The documents listed in items 1 through 3 above are herein collectively referred to as the “Transaction Documents.”

As to matters of fact material to the opinions expressed herein, we have relied on (a) information in the Certificates of Existence of the Companies dated April 20, 2015 and issued by the Secretary of State of the State of Washington as confirmed by a bringdown letter issued by CT Corporation, dated June 2, 2015 (and all opinions based on this document are as of the date of such document and not as of the date of this opinion letter), (b) information provided in certificates of officers/representatives of the Companies and (c) the representations and warranties of the Companies in the Underwriting Agreement. We have not independently verified the facts so relied on.

We have relied, without investigation, on the following assumptions:

 

  1. Original documents reviewed by us are authentic, copies of original documents reviewed by us conform to the originals, and all signatures on executed documents are genuine.


Expedia, Inc.

June 3, 2015

Page 3

 

  2. When the Notes (and related guarantees) proposed to be issued pursuant to the terms of the Indenture are issued, they will conform to the description of the 2.500% Senior Notes Due 2022 in the Registration Statement.

 

  3. All individuals have sufficient legal capacity to perform their functions with respect to the Transaction Documents and the transactions contemplated by the Transaction Documents.

Based on the foregoing and subject to the qualifications and exclusions stated herein, we express the following opinions:

 

  1. Each Company is validly existing as a corporation or limited liability company, as the case may be, under the laws of the State of Washington and has the necessary corporate or limited liability power, as the case may be, and authority to guarantee the Notes pursuant to the terms of the Indenture.

 

  2. Each Company’s guarantee of the Notes pursuant to the terms of the Indenture has been duly authorized by all necessary corporate or limited liability company action, as the case may be, and each of the Transaction Documents to which the Companies are a party have been validly authorized, executed and delivered by the Companies, as the case may be.

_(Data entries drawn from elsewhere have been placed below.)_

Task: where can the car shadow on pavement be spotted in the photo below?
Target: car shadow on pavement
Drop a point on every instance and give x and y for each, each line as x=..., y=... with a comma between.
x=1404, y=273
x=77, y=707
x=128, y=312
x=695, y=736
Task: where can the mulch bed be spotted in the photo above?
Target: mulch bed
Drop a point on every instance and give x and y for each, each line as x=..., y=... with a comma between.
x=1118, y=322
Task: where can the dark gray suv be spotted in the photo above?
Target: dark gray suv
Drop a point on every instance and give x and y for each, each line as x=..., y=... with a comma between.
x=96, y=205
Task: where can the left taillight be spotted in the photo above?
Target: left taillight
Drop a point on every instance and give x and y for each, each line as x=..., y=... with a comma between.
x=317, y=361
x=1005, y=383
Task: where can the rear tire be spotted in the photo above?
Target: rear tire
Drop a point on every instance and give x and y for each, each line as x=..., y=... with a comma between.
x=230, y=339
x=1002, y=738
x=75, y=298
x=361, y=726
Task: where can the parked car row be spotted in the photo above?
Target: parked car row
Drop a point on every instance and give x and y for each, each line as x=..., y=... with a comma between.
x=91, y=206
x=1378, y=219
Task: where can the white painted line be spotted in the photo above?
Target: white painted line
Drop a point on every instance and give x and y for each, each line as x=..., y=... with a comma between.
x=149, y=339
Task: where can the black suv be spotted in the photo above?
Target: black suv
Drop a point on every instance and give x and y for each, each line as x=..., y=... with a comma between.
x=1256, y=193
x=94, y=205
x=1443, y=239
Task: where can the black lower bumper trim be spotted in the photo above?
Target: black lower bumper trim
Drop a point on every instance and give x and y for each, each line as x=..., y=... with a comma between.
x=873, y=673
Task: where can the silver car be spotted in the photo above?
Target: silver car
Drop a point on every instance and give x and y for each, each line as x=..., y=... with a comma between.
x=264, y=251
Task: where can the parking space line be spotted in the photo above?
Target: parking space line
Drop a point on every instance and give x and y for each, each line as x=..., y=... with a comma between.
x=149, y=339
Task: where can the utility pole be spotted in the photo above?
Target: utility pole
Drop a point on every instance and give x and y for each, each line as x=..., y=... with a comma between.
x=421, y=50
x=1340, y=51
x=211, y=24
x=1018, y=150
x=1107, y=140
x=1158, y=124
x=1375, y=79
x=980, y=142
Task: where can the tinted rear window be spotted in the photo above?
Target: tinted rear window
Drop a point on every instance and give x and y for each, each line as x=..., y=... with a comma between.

For purposes of expressing the opinions herein, we have examined the laws of the State of Washington and our opinions are limited to such laws.

The opinions expressed herein (a) are limited to matters expressly stated herein, and no other opinions may be implied or inferred and (b) are as of the date hereof (except as otherwise noted above). We disclaim any undertaking or obligation to update these opinions for events and circumstances occurring after the date hereof or as to facts relating to prior events that are subsequently brought to our attention.

Wachtell, Lipton, Rosen & Katz may rely on the opinions expressed herein as if this opinion were addressed directly to it. You may refer to and produce a copy of this opinion letter in connection with the assertion of a defense as to which this opinion letter is relevant and necessary and in response to a court order. We hereby consent to the filing of this opinion as an exhibit to the Registration Statement and any amendments thereto, including any and all post-effective amendments, and to the reference to our firm under the caption “Legal Matters” in the prospectus or any prospectus supplement which is part of the Registration Statement. In giving such consent, we do not admit that we are in the category of persons whose consent is required under Section 7 of the Securities Act or the rules and regulations of the SEC promulgated thereunder nor do we admit that we are experts with respect to any part of the Registration Statement within the meaning of the term “expert” as used in the Securities Act or the related rules and regulations of the SEC promulgated thereunder.